A Generative Model For Electron Paths
This work addresses the challenge of interpretable and constrained reaction prediction for chemists, though it is incremental as it builds on existing datasets and methods.
The paper tackled the problem of predicting electron movement in chemical reactions by proposing ELECTRO, a model that learns sequences from raw reaction data, achieving excellent performance on a subset of the USPTO dataset and recovering basic chemistry knowledge without explicit training.

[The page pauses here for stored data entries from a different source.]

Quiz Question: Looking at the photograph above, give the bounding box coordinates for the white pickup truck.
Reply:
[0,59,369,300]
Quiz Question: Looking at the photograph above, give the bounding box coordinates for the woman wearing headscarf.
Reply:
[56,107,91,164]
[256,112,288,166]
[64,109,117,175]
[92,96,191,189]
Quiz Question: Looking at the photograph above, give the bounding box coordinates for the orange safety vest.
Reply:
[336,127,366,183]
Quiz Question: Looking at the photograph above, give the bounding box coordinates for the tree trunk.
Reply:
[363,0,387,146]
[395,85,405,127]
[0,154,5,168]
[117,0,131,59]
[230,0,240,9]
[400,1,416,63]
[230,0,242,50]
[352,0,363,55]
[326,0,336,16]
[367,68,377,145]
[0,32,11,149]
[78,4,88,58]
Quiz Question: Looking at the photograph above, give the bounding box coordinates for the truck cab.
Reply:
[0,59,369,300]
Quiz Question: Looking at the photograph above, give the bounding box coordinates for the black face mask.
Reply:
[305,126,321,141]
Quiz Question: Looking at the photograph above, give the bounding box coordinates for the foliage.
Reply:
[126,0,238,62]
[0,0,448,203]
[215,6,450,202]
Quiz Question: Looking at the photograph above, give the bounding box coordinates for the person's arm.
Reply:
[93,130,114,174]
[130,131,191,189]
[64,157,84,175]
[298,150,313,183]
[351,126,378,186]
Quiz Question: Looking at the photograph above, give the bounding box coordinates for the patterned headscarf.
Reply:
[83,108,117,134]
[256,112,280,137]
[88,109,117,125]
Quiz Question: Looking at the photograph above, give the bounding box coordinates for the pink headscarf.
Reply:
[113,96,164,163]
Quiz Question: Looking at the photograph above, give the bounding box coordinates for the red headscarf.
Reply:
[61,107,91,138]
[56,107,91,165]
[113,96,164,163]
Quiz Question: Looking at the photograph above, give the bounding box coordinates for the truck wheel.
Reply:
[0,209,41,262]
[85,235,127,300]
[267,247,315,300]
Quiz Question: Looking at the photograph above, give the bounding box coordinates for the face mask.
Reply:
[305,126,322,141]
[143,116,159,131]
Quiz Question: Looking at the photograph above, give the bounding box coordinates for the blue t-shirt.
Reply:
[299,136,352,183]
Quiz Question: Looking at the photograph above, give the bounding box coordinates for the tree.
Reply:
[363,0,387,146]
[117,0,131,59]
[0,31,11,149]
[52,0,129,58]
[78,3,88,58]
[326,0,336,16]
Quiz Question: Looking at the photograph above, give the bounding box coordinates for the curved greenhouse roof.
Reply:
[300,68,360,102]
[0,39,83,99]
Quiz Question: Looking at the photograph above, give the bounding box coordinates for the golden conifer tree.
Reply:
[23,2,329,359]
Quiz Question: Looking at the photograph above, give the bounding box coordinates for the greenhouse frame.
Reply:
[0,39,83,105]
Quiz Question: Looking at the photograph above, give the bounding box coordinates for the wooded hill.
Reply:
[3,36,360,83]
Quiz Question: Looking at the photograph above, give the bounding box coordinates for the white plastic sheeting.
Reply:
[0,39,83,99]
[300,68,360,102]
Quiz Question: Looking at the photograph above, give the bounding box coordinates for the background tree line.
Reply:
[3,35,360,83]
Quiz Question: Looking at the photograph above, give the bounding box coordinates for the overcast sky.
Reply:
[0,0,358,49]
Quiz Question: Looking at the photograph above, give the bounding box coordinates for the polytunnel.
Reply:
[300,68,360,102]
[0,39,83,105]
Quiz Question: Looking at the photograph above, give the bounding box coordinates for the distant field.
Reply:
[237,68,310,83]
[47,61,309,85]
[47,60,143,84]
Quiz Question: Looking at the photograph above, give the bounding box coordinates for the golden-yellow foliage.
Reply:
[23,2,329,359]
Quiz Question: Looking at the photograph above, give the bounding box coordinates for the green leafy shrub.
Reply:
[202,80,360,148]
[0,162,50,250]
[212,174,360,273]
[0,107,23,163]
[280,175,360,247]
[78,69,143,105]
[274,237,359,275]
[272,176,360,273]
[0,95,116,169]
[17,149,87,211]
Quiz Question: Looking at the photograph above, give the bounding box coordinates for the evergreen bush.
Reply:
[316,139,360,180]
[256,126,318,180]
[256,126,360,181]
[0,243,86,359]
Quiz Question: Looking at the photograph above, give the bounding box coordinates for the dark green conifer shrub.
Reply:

Chemical reactions can be described as the stepwise redistribution of electrons in molecules. As such, reactions are often depicted using `arrow-pushing' diagrams which show this movement as a sequence of arrows. We propose an electron path prediction model (ELECTRO) to learn these sequences directly from raw reaction data. Instead of predicting product molecules directly from reactant molecules in one shot, learning a model of electron movement has the benefits of (a) being easy for chemists to interpret, (b) incorporating constraints of chemistry, such as balanced atom counts before and after the reaction, and (c) naturally encoding the sparsity of chemical reactions, which usually involve changes in only a small number of atoms in the reactants.We design a method to extract approximate reaction paths from any dataset of atom-mapped reaction SMILES strings. Our model achieves excellent performance on an important subset of the USPTO reaction dataset, comparing favorably to the strongest baselines. Furthermore, we show that our model recovers a basic knowledge of chemistry without being explicitly trained to do so.